No es cierto que los programas sociales pacifican. La evidencia es contundente: las oportunidades y la movilidad social sí son instrumentos para reducir la violencia; los programas asistencialistas no lo son. Un chavo podría optar por no enrolarse en las filas del crimen organizado sí y sólo sí tiene una expectativa de futuro. Un apoyo del gobierno con fecha de caducidad (un año) por 3 mil 400 pesos no desincentiva que se pueda volver halcón o trabaje para las mafias. Es pensamiento mágico del obradorismo. Otra realidad es que a través de educación y oportunidades tenga la posibilidad de abandonar la pobreza de forma estructural. Repartir dinero es una buena estrategia electoral, pero no tiene ninguna eficacia ni en términos de movilidad social ni tampoco en pacificación.

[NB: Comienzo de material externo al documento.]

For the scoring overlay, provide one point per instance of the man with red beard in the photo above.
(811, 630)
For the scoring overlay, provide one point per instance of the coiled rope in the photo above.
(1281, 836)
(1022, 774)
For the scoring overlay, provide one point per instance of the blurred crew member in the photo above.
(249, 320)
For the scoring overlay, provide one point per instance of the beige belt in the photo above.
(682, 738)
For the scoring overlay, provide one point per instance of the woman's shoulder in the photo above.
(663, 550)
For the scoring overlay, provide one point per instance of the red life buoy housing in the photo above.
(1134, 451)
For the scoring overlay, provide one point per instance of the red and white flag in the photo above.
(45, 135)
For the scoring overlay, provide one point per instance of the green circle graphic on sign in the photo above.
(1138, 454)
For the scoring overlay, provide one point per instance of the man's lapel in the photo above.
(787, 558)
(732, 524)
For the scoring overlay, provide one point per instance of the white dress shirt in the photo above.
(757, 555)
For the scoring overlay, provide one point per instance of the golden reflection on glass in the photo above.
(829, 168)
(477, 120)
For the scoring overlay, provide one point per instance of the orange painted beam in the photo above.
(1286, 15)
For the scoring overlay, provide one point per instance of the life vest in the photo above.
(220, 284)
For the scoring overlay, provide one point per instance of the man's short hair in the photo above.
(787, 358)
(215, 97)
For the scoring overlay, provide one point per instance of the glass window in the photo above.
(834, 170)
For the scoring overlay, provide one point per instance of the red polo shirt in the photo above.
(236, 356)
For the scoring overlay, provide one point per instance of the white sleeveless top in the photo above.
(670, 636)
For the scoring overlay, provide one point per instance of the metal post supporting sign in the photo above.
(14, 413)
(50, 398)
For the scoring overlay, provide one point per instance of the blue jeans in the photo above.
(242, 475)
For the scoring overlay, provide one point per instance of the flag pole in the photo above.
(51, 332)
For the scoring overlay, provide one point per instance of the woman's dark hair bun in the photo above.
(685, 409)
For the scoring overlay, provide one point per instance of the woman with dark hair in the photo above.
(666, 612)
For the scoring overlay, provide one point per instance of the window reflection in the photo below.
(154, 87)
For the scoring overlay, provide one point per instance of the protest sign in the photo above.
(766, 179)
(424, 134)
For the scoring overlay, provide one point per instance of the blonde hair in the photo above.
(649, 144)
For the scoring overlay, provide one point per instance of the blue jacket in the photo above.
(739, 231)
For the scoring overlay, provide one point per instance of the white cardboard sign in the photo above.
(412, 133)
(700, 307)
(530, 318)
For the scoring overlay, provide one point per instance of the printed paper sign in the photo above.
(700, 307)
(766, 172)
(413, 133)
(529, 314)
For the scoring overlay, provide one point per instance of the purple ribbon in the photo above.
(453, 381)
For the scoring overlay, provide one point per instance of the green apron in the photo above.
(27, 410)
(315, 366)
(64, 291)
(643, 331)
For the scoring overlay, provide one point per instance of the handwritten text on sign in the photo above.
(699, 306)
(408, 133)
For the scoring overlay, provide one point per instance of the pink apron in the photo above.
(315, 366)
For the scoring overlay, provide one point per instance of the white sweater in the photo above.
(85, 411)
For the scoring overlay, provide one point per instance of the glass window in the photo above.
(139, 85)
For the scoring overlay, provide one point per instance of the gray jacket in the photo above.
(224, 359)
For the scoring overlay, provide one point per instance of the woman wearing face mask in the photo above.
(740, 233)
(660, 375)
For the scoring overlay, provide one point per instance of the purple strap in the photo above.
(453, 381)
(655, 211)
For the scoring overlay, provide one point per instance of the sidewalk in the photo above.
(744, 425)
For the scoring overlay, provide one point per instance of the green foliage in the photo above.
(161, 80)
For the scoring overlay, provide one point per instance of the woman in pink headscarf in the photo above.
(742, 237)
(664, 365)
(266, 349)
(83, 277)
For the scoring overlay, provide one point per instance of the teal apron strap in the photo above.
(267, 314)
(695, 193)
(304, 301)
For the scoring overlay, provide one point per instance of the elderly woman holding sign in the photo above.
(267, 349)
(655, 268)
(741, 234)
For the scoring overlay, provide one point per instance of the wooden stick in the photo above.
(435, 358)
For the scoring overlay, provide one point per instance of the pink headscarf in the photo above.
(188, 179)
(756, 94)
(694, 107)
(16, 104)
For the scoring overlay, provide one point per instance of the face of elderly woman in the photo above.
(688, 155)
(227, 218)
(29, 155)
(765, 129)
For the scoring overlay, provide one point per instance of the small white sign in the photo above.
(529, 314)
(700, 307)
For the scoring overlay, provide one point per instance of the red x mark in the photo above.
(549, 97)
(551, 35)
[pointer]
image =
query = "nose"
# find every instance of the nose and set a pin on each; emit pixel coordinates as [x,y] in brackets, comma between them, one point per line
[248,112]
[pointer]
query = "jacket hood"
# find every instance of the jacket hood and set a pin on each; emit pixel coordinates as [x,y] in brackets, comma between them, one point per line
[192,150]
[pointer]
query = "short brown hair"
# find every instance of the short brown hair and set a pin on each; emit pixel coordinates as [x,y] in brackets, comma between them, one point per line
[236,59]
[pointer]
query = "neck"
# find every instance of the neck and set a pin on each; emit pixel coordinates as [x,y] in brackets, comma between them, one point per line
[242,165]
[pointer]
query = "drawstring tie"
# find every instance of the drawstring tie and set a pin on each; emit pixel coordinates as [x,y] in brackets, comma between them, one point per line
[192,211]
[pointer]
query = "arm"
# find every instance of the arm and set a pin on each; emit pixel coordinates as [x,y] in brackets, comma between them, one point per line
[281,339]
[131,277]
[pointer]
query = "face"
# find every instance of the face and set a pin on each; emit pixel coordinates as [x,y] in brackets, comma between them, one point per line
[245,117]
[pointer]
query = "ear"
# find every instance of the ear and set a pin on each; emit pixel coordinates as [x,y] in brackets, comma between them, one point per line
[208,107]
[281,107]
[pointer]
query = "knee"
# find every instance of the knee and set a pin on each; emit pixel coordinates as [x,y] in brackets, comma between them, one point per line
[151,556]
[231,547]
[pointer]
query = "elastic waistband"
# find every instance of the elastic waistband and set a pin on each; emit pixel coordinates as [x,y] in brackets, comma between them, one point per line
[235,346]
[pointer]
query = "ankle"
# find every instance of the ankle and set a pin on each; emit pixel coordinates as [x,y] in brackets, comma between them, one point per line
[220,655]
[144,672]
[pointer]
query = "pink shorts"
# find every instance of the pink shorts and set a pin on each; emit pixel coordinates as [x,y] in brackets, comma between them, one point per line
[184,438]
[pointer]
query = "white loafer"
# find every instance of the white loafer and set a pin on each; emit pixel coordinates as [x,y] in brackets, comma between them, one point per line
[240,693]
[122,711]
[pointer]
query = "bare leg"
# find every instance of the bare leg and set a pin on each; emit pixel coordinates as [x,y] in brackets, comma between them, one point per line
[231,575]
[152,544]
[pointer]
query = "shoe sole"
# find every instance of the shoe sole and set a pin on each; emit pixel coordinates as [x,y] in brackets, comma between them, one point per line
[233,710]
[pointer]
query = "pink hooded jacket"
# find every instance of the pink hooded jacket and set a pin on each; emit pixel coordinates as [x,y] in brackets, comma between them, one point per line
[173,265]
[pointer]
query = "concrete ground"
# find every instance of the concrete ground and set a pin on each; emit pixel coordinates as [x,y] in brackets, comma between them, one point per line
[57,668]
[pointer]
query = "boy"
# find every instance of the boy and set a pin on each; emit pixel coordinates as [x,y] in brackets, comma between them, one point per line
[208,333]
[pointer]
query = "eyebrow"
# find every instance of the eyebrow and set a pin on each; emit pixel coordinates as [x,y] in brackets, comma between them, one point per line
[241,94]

La negociación y la paz narca no son opciones. Hay quien considera que el gobierno debe sentarse con los delincuentes a pactar la paz. Eso es insostenible. Los grupos criminales no son actores con reivindicaciones políticas, sino cárteles que buscan maximizar sus ganancias a través de la protección violenta del mercado. Negociar con ellos es negociar la claudicación. El Estado abdicando de la ley. Por lo tanto, la realidad termina imponiéndose. No hay acuerdo con los criminales que pueda durar en el tiempo. No hay dilema entre detener capos y evitar la violencia. Inteligencia y fuerza se retroalimentan si se conjugan adecuadamente. En el culiacanazo de octubre de 2019, López Obrador nos dijo que ordenó la liberación de Ovidio para evitar la violencia en las calles de Culiacán. Pues, tres años después, el operativo fue un éxito. Claro que hubo reacción de los grupos criminales, pero el estado de derecho se impuso. La operación fue a las 4:00 de la mañana y con todo el sigilo necesario. Era mentira que tuviéramos que elegir entre la paz social y la detención de los capos más sanguinarios del país. Qué bueno que el Estado mexicano actuó con eficiencia y prudencia, pero eso sólo nos confirma el fiasco de 2019. Si las cosas se hacen bien, es posible minimizar los efectos adversos en la ciudadanía.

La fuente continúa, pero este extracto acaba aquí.